Gujarat Assembly Election results have been a major disappointment. The voices of sanity were louder this time than 2002 but the facade of development and peace (implying suppression of violence through the pogrom of 2002 and subsequent state actions) created by the ruling regime and its middle class supporters overshadowed the pressing problems of farmers, minorities, and other weaker sections. It is surprising that the Congress, which in 2004 parliamentary elections won in 91 out of 182 Assembly segments (winning 12 of 26 seats for parliament) could get only 62 seats this time.

In this scenario, Panchmahals district, where 57 people were killed in Sabarmati train compartment fire and 257 in subsequent violence, has sent positive signals. Congress has won 4 out of 6 Assembly seats, including Godhra and Lunawada (of which Panderwada is a part). In the neighboring adivasi district of Dahod too Congress has got the majority of seats. In these victories Muslims and Adivasis must have worked and campaigned together and that is a heartening development. One hopes these sections will have a reach to tehsil, police and other sections of administration that were hitherto under overwhelming influence of RSS activists.

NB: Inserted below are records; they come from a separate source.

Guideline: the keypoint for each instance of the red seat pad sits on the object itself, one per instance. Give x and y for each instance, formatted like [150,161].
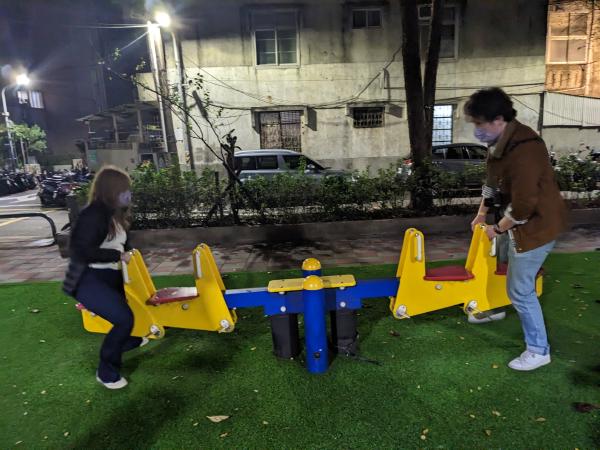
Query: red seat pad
[448,273]
[169,295]
[502,269]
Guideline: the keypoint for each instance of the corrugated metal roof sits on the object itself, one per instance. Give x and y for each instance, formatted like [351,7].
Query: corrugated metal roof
[571,110]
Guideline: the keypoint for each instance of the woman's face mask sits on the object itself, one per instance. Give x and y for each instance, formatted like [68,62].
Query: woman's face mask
[124,199]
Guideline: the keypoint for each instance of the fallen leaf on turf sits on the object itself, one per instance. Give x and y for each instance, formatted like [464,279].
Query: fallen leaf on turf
[217,419]
[585,407]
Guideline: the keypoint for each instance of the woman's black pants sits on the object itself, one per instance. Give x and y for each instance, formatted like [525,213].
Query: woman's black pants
[101,291]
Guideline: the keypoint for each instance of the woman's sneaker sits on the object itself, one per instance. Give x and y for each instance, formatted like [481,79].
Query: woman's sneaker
[119,384]
[486,317]
[529,361]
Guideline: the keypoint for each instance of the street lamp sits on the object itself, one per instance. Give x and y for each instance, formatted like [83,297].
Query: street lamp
[21,80]
[163,19]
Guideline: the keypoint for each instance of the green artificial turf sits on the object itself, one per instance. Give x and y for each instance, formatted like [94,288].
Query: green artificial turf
[441,383]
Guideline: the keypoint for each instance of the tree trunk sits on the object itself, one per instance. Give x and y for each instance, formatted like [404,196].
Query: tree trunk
[420,98]
[431,66]
[411,60]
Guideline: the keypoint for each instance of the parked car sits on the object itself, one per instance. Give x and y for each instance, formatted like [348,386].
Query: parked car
[268,163]
[453,158]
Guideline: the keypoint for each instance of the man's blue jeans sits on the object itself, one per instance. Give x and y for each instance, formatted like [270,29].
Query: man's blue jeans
[520,285]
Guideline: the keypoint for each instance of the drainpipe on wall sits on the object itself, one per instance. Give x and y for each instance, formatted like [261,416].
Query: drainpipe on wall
[541,114]
[589,66]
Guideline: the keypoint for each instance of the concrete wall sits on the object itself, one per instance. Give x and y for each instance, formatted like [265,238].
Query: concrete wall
[339,66]
[566,140]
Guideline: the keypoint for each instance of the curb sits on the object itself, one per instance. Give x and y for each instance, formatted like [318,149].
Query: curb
[321,231]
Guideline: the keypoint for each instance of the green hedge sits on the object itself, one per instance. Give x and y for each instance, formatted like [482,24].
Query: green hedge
[169,198]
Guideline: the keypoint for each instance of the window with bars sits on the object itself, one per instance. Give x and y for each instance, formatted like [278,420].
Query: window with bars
[23,97]
[442,124]
[276,37]
[366,18]
[36,100]
[448,48]
[280,129]
[371,117]
[568,38]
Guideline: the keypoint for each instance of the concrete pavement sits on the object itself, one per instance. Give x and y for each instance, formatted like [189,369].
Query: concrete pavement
[19,263]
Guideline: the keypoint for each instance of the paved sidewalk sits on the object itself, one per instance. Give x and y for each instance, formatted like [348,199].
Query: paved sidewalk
[19,263]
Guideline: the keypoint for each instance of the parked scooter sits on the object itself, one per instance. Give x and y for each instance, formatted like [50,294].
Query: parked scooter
[55,188]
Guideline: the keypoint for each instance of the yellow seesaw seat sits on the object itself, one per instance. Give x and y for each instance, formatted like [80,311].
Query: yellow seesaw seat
[479,285]
[202,307]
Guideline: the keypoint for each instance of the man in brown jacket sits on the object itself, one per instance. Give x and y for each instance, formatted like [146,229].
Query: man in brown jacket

Regarding the pressing problems of justice, discrimination, education, agriculture, rural employment, and other issues, elections are no substitute to peoples’ struggles. These struggles must be carried out. They can be carried out by even a tiny minority, e.g., Indians in South Africa. However, most such struggles are common to all communities and they give a sense of bigness and togetherness for communities that are otherwise in religious, linguistic or caste minority.